Table 3 Severity of information inconsistency of various priors for different hypothesis tests

As the conjugate and independent semi-conjugate priors resulted in information inconsistent Bayes factors for the one-sided hypothesis test, this automatically implies that these priors result in information inconsistency for the multiple hypothesis test. A specific case when using conjugate priors that is interesting to mention is when setting the prior degrees of freedom for \(\sigma ^2\) under \(H_0\) larger than the prior degrees of freedom for \(\sigma ^2\) under the encompassing prior to construct truncated priors under \(H_1\) and \(H_2\), i.e., \(\nu _0>\nu \). This results in information consistency for the precise hypothesis test (a consequence of Lemma 1) and information inconsistency for the one-sided test (a consequence of Lemma 7). To see that this results in undesirable behavior consider a univariate multiple t test of \(H_0:\theta =0\) versus \(H_1:\theta <0\) versus \(H_2:\theta >0\). If we let \(t\rightarrow \infty \), the support for \(H_1\) against \(H_0\) would go to \(\infty \).
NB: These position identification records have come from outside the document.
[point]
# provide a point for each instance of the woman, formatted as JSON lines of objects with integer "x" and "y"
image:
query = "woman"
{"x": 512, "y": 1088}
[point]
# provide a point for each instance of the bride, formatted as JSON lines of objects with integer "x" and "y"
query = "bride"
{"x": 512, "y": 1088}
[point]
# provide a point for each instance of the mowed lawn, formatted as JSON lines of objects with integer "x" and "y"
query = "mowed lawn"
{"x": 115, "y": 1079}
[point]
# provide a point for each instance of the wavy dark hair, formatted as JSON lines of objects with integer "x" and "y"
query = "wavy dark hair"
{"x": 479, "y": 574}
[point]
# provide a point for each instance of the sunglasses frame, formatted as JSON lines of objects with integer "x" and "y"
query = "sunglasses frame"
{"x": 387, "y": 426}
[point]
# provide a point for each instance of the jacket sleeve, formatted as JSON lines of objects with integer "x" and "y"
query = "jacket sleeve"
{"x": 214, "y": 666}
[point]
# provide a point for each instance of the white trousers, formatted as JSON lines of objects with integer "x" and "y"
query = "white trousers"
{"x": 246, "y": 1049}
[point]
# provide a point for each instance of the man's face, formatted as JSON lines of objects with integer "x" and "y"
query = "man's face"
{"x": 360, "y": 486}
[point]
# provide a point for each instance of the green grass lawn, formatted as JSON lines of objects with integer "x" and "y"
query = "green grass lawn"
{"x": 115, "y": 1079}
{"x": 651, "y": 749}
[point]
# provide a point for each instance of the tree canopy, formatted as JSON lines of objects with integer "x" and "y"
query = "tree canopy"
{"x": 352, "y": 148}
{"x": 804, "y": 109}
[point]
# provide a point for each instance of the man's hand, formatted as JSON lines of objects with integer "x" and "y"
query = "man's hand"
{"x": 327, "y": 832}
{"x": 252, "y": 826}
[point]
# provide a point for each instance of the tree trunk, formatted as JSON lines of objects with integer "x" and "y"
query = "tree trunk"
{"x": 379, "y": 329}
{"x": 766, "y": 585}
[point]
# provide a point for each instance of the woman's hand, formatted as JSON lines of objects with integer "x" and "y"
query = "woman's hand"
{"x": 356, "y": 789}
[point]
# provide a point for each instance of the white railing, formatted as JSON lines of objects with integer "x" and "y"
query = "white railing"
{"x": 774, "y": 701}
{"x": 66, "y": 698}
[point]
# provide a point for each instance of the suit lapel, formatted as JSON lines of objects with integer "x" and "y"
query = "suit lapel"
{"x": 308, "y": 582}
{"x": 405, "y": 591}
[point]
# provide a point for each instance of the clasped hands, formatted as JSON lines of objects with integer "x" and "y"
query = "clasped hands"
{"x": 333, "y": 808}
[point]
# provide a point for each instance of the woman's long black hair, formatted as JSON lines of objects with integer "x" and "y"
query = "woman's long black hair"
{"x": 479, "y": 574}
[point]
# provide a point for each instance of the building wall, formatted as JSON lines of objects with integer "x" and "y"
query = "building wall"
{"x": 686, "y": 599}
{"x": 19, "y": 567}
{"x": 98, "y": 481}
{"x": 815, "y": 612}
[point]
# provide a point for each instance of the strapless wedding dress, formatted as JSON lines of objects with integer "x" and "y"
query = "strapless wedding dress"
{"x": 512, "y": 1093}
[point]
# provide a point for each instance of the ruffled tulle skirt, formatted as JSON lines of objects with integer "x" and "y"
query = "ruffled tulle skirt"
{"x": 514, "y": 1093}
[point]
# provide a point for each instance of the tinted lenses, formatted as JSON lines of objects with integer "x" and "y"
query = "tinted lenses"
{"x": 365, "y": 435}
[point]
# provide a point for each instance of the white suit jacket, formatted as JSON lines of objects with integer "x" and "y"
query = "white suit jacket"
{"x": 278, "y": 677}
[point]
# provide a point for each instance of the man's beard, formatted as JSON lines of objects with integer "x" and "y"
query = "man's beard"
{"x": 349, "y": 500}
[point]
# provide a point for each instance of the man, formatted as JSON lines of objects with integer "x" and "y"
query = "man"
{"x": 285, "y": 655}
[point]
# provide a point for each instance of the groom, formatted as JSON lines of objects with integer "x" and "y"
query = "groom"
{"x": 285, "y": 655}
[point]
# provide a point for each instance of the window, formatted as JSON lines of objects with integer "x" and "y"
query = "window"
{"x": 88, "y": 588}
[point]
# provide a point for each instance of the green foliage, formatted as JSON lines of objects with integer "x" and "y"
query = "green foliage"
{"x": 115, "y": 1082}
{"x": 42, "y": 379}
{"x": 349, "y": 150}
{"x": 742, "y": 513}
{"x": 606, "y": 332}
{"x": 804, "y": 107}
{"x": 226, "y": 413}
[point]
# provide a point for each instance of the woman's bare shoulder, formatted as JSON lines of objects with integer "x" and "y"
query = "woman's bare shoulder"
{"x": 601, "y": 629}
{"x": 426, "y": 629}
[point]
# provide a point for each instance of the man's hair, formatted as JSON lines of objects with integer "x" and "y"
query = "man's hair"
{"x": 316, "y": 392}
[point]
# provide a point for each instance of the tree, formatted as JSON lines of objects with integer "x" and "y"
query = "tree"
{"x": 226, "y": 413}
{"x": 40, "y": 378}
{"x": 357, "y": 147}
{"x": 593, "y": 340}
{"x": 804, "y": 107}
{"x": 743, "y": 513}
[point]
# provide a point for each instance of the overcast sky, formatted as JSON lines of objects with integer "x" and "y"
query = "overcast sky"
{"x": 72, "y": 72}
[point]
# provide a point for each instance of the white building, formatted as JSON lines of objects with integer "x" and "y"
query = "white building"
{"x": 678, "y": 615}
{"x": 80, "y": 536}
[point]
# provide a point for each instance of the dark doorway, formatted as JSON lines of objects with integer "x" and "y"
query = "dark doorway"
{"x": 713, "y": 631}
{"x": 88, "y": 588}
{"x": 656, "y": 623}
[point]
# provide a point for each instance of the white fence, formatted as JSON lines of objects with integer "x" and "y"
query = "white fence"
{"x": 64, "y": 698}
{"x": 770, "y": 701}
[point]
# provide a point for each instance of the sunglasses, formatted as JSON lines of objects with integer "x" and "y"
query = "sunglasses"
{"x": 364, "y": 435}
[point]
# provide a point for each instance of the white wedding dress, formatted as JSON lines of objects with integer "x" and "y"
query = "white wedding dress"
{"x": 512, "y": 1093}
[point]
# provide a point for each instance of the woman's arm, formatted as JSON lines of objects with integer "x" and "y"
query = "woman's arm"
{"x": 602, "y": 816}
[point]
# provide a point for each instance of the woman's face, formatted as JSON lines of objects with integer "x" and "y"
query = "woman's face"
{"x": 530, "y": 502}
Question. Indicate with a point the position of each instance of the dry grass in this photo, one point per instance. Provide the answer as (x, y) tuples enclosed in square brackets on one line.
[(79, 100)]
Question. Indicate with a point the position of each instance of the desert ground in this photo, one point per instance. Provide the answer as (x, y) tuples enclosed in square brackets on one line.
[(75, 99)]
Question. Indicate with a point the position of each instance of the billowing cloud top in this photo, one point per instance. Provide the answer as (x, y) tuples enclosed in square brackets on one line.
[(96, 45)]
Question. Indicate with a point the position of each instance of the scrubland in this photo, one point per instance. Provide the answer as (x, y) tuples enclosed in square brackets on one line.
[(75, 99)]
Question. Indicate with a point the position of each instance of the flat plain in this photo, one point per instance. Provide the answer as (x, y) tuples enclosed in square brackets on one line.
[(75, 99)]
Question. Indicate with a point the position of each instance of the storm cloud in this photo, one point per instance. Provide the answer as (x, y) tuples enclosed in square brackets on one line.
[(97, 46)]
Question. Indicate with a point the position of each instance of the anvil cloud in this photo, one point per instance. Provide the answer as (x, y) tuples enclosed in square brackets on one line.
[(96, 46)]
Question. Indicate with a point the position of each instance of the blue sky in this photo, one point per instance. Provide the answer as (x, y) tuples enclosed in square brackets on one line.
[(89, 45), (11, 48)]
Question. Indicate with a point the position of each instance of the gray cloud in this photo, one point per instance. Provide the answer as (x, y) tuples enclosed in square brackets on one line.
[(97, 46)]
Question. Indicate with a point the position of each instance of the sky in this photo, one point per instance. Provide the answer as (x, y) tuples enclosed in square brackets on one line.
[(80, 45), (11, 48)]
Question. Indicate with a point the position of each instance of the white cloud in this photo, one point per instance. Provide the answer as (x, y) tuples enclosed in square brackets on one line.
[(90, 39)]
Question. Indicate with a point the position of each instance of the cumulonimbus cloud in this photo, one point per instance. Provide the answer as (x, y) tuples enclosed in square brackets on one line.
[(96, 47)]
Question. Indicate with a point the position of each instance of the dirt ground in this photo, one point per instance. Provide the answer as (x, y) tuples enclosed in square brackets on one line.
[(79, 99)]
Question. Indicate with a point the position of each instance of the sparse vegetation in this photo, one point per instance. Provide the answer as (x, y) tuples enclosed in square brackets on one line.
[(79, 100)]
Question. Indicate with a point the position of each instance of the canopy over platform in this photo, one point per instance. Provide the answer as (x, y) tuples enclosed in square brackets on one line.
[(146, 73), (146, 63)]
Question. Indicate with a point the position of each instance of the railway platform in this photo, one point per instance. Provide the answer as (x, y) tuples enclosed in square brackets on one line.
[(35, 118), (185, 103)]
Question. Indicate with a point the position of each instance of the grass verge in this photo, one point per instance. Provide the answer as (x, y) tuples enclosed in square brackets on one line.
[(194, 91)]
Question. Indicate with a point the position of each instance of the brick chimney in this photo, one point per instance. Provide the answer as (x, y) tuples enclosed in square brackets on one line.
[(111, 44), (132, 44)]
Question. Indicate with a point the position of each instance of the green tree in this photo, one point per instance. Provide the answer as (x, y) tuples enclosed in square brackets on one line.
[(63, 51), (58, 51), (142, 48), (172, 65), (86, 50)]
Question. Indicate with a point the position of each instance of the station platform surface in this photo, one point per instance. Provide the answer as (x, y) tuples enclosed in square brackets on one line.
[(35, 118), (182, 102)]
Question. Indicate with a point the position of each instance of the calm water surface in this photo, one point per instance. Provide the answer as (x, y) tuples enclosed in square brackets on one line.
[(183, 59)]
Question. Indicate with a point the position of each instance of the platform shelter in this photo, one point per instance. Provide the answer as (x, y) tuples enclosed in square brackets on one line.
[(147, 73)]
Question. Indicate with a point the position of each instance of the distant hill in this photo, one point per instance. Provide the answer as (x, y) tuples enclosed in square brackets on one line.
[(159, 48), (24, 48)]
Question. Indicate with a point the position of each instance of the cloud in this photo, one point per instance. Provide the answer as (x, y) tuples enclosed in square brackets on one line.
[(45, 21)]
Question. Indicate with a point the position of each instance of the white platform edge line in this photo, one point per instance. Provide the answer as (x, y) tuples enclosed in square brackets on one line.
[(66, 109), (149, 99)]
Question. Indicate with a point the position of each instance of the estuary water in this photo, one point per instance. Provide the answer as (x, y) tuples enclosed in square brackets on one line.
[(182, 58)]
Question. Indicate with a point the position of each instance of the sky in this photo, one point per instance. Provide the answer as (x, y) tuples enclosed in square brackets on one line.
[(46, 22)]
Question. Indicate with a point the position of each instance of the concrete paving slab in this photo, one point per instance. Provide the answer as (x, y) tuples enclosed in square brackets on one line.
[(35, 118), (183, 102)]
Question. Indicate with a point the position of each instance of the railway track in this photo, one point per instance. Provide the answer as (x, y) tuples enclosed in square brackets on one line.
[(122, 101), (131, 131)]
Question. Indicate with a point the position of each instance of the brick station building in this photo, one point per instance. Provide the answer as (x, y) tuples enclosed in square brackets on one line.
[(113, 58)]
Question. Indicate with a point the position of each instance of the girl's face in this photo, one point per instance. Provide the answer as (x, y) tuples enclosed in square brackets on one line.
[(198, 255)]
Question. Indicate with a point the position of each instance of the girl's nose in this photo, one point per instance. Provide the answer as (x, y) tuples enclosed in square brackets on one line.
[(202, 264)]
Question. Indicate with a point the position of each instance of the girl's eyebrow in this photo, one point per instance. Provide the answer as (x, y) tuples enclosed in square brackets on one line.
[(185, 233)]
Thus as the effect goes to plus infinity, the evidence for the existence of a negative effect against no effect diverges.

Finally, note that Lemmas 3 and 8 give the necessary and sufficient conditions for the mixing distribution of the scale mixture of conjugate priors to be information consistent in the multiple testing problem.

6 Conclusions

This paper explored the existence of information inconsistency when using conjugate priors, mixtures of g priors, independence priors, and adaptive g priors for precise testing, one-sided testing, and multiple hypothesis testing. An overview of our findings can be found in Table 3.

The first major conclusion is that information inconsistency is ubiquitous when typical conjugate priors are used in hypothesis testing and model selection in the normal linear model with unknown variance. (Again, the problem does not seem to arise in normal linear models with known variance.) It happens in standard null hypothesis testing and one-sided testing; it happens with proper and improper conjugate priors; and it happens with almost all independence conjugate priors. The practical importance of the problem varies over different situations; it will primarily be a practical problem when the sample is small relative to the number of free parameters and there is high correlation between the observations. But, even in other cases, we consider information inconsistency to be highlighting a logical flaw that might have other serious consequences and is, hence, something to be avoided.

The second major conclusion is that use of either fatter-tailed priors (including appropriate mixtures of g-priors) or adaptive priors typically results in information consistency. This is not as surprising as the almost complete lack of information consistency for conjugate priors, in that previous particular fatter-tailed priors (such as the Zellner–Siow prior) had been shown to be information consistent. Still, the generality in which such priors can be shown to be information consistent is highly comforting.

It should be noted that, when proper priors yield information inconsistency, a logical flaw in Bayesian analysis is not being discovered; if one truly believed the priors were correct, then one should behave in an information inconsistent manner. But one rarely accurately knows features of the priors—such as their tail behaviors—that determine information inconsistency. Thus the intuitive appeal of information consistency can be used as a significant aid to selection of such prior features.

Finally, information inconsistency is not limited to the normal linear model with unknown variance, as shown in the following example.

Example 3

Let \(y \mid \theta \sim \mathrm {Cauchy}(\theta ,1)\) and suppose that we want to test \(H_0: \theta = 0\) against \(H_1: \theta \ne 0\). Under \(H_1\), assume that \(\theta \sim \mathrm {Cauchy}(0,\psi )\). Then, the Bayes factor in favor of \(H_1\) to \(H_0\) is

$$\begin{aligned} \mathrm {BF}_{10} = \frac{ (1+ \psi )(1+y^2)}{(1+\psi )^2 + y^2}. \end{aligned}$$

As \(y \rightarrow \infty \), \(\mathrm {BF}_{10} \rightarrow \psi (1+\psi ) < \infty ,\) so the Bayes factor is information inconsistent.

This example also shows that information consistency is not dependent, in general, on having an unknown scale parameter; here the scale parameter of the observation is known.